The Empire strikes back III

14 Jun

So, yes, you’ve heard: The MIA Gay Girl from Damascus is actually a Straight Guy from Virginia. The story’s was over the news yesterday, on German outlets as well as American. Western and Arab outlets mainly seem to focus on the internet-inherent problem of constructed realities and reliability of information. Media over here apparently loved the idea of gay activism in a Muslim country so much that they forgot to double-check their facts. What we got instead was trigger-happy  journalism.

I am now wondering how Bashar al-Assad’s regime and its supporters will use this incident to denounce political activism and the internet community. I could imagine that Syrian political activists aren’t all too happy about a fictional character stabbing their non-fictional cause in the back.

Will keep you posted about articles discussing this issue.

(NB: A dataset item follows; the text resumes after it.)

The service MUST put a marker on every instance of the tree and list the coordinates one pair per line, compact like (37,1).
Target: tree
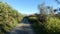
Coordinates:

The Empire strikes back II

8 Jun

… And today the blogoshphere is abuzz with the latest on Amina Arraf: Andy Carvin has found out that no one in the Syrian LGBT scene knows her. He has also unsuccessfully tried to contact friends of hers, and now there’s an entirely new scenario in the room: Is Amina Arraf even real? Is hers just a fictional blog? Or is she a real person socializing online only? Andy Carvin shares his very interesting thoughts on tweetdeck.

The Empire strikes back

7 Jun

About a week ago, I read this article portraying gay and lesbian activists in Syria. I admired the courage to share one’s thoughts openly, to not hide behind pseudonyms, nevermind the fact that homosexuality is a crime in Syria. I was hoping these guys wouldn’t get in trouble with a regime that, during the past week, unleashed various measures of fighting back public insurgence. The ruling forces continue to use tactics such as cracking down protests, cutting off and then resuming Internet access, possibly staging incidents and using state media to disseminate their own version of the truth (this list probably goes on endlessly).

Said article and various others on the gay and lesbian scene had presented a young woman blogging openly on her life as a gay Syrian and on the current political events. Needless to say, one was left wondering whether her openness might make Amina Arraf an easy target for authorities at some point, especially since the regime seems to resort to taking every possible step to reinforce its prevalence. The fact that Amina is half American does not make the situation less worrisome.

This morning, I read on Global Voices that Amina Arraf has dissappeared, that her family does not know her whereabouts and that they’re worried she has been seized by authorities. Her cousin posted the news on Amina’s blog, and she will probably continue to update it with news on Amina.

This might come off a bit cheesy and unprofessional, but I really hope the hard-pressed regime does not immolate this young woman as a demonstration of power.